Hook and Hastings, Opus 1656 (1895)
16' Bourdon 8' Open Diapason 8' Melodia 8' Dulciana 4' Octave 3' Twelfth 2' Fifteenth
8' Stopped Diapason 8' Viola 4' Flute Harmonic 4' Violina - See Note Below 8' Bassoon 8' Oboe
16' Bourdon 8' Open Diapason Swell to Great Swell to Pedal Great to Pedal Tremolo NOTE: the Swell stop marked Violina 4' actually plays a 2' Flute. The original Violina pipes are in storage at the church and could be replaced in the organ. The 2' Flute was added for versatility.

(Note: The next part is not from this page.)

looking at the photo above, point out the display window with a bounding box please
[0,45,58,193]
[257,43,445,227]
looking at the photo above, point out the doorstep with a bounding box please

The Chapel Organ was built in 1896 (Note: according to the Hook and Hastings Opus List, it is Opus 1656 built in 1895) By Hook and Hastings of Boston, Mass. and installed in the Chapel of the Convent of the Visitation in Mobile. After a period of disuse, it was purchased by St. James Parish in 1957; dismantled, rebuilt and re-errected in Saint James' Church by R. Ronald Norwood, local technician. This organ is a tracker (mechanical) action of the romantic type having 14 ranks.
In 1977, the Vestry authorized additions to the organ in the interest of providing brilliance and this was accomplished by four ranks of electric action pipes including a large scale trumpet. In 1978, a proposal was made to the Vestry to install an antiphonal organ of five ranks to be located in the rear of the Church in the loft over the narthex with one rank of 8 ft. diapason pipes on the high wall facing the nave. The remaining ranks to be located in a chamber in the loft with shutters to control volume. These additions were connected to the original organ by means of electric switches attached to the back of the Swell trackers. At this time the original ranks remained on tracker action. The stop action was converted to electric action.
The organ was moved to the new St. James Church and then upon the arrival of the Schlicker, it was moved to the Chapel. The added ranks were removed and sold to another church in the area and ultimately ended up in the house organ of a member of the Pensacola Chapter, AGO. It is hoped that the stop action can be reversed to the original mechanical action in the near future.